Julie also created an innovation with the caps and masks. Nurses began have issues with the elastic rubbing up against their skin too much, so Julie bought stretchy headbands and added buttons on the ends so the elastic could hook on the buttons instead of the ears. Julie likens the design to headgear for braces.

Creativity, problem-solving and an eye for detail is natural for this Algiers native, who studied drama and communications at University of New Orleans, followed by an internship at the Juilliard School in costume and design.

After that, “I never stopped working,” said Julie.

In addition to the opera, Julie’s designs and handiwork – as well as millinery – have also been seen on the stages of Le Petit Théâtre du Vieux Carré, Southern Rep Theatre, NOLA Project and Summer Lyric Theatre at Tulane, as well as in a number of theatrical touring companies and movies.

Julie makes her caps and masks at home. “My front room is a sewing room.”

Julie initially started using fabric remnants and other supplies at home, then went to the opera’s H. Lloyd Hawkins Scenic Studio to see what remnants from making costumes could be used. Fabric was donated by RicRack from Walmart and elastic mask bands from Lynn Highstreet who owns Vieux Carre Hair Store. And, she has received monetary donations to purchase supplies, and the opera is now helping with production and costs.
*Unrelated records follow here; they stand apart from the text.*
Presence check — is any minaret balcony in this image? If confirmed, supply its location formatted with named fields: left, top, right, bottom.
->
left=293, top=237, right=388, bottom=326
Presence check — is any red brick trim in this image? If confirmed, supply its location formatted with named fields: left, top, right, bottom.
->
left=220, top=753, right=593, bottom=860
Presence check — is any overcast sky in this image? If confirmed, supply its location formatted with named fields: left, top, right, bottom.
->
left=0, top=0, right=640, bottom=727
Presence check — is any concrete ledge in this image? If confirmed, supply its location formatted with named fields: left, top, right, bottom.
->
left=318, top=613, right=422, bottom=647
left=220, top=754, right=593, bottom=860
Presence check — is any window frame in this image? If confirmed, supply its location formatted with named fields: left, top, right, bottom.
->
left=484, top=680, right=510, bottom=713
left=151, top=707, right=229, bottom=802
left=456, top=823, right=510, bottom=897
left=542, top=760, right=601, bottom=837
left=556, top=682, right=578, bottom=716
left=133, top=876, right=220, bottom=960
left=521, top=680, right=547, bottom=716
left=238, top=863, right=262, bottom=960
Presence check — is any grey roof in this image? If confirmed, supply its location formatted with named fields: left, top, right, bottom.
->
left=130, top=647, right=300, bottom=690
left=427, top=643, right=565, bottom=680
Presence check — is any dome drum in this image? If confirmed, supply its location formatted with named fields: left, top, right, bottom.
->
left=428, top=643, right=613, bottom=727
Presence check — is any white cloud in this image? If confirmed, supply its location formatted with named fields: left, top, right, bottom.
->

The best fabric for masks and caps is 100 percent cotton, with Julie making them on her 20 year-plus Elna sewing machine.

“So far it has gotten me through this whole thing,” said Julie.

In addition to her work at the opera, Julie is the costume designer for Louisiana State University, which was in the middle of performances for “Manon,” when the quarantine began.

“In the beginning it was an emotional experience,” said Julie says about making the masks and caps. “Because so many people needed them and I couldn’t make them fast enough.”

But for those who got them, they mean the world.

“Everyone just loved them,” said Karla Lucas. “And love the fact these are voluntarily made.”